Le cul des vaches, justement, c¹est peut-être bien ça qui fait de lui un être différent. A en croire Paul Bocuse du moins, qui considère Marc «pas comme les autres, parce qu’il a vécu à la ferme». La Maison des bois ressemble drôlement à son enfance savoyarde dans les années cinquante, parmi six frères et sœurs. «On vivait en autarcie ou quasi, on barattait le beurre, on faisait le pain une fois par semaine et on le gardait dans le son. La vie m’a ramené à tout ça.» Loin des molécules, «une des erreurs de ma vie» - Veyrat est revenu, aussi, à une cuisine essentiellement «minérale et pastorale». Il offre la soupe au chaudron aux nouveaux arrivants, au coin de la cheminée, les fesses calées dans des peaux de moutons moelleuse: potiron et un étonnant cracker aux coquilles d’œufs moulues qui évoque un biscuit à la cuillère. Les cuisiniers («à terme, nous serons une quinzaine») amènent eux-mêmes un somptueux œuf aux parfums de carvi et d’oxalys, cuit dans la glaise, accompagné du formidable pain maison, une tomme blanche de Mémé Caravi et sa salade des sous-bois, une féra aux arômes de pain brûlé, café au lait et chénopode, une canette sauvageonne ou encore des matafans de pomme de terre à la racine de gentiane amère.
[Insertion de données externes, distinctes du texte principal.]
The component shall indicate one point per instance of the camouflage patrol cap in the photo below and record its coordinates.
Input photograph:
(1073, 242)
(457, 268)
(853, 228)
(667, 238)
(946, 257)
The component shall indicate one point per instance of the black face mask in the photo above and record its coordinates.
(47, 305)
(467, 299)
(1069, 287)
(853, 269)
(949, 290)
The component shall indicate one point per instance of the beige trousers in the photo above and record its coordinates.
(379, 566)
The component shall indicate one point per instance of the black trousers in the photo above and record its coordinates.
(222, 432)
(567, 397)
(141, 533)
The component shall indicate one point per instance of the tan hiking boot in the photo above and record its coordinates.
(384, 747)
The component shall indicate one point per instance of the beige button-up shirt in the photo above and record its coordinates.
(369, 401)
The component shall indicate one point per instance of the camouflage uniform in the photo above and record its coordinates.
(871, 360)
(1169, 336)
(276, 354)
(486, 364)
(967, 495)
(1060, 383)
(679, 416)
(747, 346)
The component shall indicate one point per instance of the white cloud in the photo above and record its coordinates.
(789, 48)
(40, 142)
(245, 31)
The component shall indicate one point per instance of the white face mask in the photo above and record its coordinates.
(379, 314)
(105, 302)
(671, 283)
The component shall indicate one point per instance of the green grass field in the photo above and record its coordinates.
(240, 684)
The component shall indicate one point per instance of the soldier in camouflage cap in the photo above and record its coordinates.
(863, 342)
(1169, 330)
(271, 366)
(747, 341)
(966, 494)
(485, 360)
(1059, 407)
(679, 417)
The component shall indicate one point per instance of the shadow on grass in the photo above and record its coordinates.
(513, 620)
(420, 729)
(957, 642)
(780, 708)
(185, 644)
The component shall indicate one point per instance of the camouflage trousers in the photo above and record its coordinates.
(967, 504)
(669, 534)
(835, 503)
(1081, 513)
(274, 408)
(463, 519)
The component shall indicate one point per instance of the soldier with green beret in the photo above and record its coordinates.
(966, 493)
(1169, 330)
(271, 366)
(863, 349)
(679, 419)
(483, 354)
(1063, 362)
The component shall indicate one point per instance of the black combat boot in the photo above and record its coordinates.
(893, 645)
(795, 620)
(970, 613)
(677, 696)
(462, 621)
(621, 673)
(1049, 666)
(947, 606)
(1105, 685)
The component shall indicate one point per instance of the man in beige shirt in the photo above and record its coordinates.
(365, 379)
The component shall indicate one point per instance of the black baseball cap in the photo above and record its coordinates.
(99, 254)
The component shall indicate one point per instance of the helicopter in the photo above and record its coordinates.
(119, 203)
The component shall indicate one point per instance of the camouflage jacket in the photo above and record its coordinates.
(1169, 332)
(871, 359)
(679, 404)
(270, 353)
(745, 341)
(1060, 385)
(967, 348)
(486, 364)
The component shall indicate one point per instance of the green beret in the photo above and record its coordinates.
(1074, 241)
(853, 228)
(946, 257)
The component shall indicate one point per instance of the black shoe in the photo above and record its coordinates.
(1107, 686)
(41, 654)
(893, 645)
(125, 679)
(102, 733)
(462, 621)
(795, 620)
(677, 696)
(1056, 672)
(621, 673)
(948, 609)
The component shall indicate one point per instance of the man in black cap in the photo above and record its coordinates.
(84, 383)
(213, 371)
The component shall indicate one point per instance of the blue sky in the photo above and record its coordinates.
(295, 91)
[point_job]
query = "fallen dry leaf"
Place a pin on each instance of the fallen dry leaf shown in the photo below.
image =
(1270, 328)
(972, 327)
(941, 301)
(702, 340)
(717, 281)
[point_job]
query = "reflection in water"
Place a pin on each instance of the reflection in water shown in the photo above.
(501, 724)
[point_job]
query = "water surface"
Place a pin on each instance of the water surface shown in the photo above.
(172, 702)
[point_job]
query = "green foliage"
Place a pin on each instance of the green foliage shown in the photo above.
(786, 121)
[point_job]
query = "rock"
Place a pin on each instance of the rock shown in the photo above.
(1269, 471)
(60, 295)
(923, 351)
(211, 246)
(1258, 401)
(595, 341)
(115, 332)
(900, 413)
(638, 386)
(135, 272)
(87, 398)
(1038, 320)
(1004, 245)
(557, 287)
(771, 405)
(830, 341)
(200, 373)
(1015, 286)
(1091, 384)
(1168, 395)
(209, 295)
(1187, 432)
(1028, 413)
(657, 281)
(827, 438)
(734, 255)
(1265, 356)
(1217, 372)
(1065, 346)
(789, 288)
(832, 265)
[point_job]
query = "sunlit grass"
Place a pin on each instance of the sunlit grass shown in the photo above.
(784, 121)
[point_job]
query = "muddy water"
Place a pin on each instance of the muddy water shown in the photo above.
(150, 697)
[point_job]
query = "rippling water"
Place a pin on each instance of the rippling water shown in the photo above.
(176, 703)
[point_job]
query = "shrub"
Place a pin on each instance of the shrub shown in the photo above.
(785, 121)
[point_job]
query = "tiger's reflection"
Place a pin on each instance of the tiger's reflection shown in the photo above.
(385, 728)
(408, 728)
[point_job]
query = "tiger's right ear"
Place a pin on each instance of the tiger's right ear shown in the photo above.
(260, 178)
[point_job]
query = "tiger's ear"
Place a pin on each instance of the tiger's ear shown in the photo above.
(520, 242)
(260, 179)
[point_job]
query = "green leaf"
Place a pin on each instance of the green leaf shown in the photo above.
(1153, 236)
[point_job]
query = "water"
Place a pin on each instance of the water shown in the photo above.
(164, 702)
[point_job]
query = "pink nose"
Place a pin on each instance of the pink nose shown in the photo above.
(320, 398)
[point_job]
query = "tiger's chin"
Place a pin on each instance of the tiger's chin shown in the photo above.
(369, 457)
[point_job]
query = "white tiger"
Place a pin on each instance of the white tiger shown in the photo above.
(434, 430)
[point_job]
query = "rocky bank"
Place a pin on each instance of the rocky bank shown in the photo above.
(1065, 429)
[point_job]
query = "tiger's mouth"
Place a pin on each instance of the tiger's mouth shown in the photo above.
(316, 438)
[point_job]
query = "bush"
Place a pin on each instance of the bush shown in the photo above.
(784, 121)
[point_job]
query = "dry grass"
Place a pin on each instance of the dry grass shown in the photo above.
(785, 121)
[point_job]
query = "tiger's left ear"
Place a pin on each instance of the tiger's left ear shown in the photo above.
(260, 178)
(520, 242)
Mais le projet ne s’arrête pas au restaurant, qui sera ouvert du vendredi au dimanche. La Fondation Marc Veyrat entend aussi lutter contre la malbouffe en donnant des cours, en recevant des classes et en mettant à contribution de nombreux anciens. Rappelant ainsi que d’innombrables talents de la nouvelle génération se sont fait les griffes chez Marc Veyrat, à Annecy-le-Vieux, Veyrier-du-Lac ou Megève: Yoann Conte, Emmanuel Renaut, Jean Sulpice, font désormais de la Savoie une des régions les plus gourmandes de France.

Marc Veyrat, Maison des Bois, Col de la Croix-Fry, Manigod (Haute-Savoie). Tél. 00 33 4 50 60 00 00. Menu gastronomique: 300 euros environ. Table d¹hôtes plus accessible.